Newbie - converting csv files to arrays in NumPy - Matlab vs. Numpy comparison

Wed Jan 10 14:48:06 EST 2007

Thanks for your help. I compared the following code in NumPy with the
csvread in Matlab for a very large csv file. Matlab read the file in
577 seconds. On the other hand, this code below kept running for over 2
hours. Can this program be made more efficient? FYI - The csv file was
a simple 6 column file with a header row and more than a million
records.

import csv
from numpy import array
import time
t1=time.clock()
file_to_read = file('somename.csv','r')
read_from = csv.reader(file_to_read)
read_from.next()

datalist = [ map(float, row[:]) for row in read_from ]

# now the real data
data = array(datalist, dtype = float)

elapsed=time.clock()-t1
print elapsed

Robert Kern wrote:
> oyekomova wrote:
> > I would like to know how to convert a csv file with a header row into a
> > floating point array without the header row.
>
> Use the standard library module csv.
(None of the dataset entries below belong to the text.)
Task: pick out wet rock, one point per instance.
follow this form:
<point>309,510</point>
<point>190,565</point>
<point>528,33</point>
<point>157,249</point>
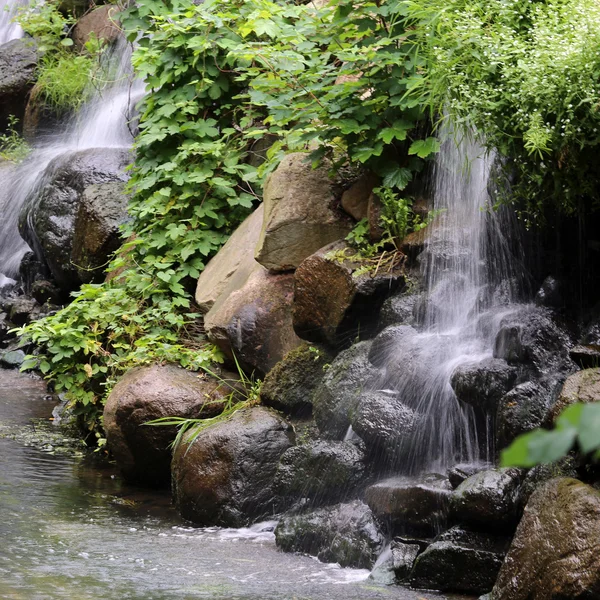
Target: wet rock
<point>488,499</point>
<point>103,22</point>
<point>337,396</point>
<point>532,335</point>
<point>345,533</point>
<point>398,310</point>
<point>233,261</point>
<point>554,554</point>
<point>47,220</point>
<point>458,473</point>
<point>586,357</point>
<point>333,300</point>
<point>484,383</point>
<point>254,321</point>
<point>355,200</point>
<point>411,504</point>
<point>320,471</point>
<point>18,62</point>
<point>146,393</point>
<point>583,386</point>
<point>460,561</point>
<point>522,409</point>
<point>226,475</point>
<point>301,214</point>
<point>290,385</point>
<point>387,426</point>
<point>102,210</point>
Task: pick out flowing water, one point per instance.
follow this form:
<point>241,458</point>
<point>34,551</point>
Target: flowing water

Something like the following is a cheap and
> cheerful solution:
>
>
> import csv
> import numpy
>
> def float_array_from_csv(filename, skip_header=True):
>     f = open(filename)
>     try:
>         reader = csv.reader(f)
>         floats = []
>         if skip_header:
>             reader.next()
>         for row in reader:
>             floats.append(map(float, row))
>     finally:
>         f.close()
>
>     return numpy.array(floats)
>
> --
> Robert Kern
>
> "I have come to believe that the whole world is an enigma, a harmless enigma
>  that is made terrible by our own mad attempt to interpret it as though it had
>  an underlying truth."
>   -- Umberto Eco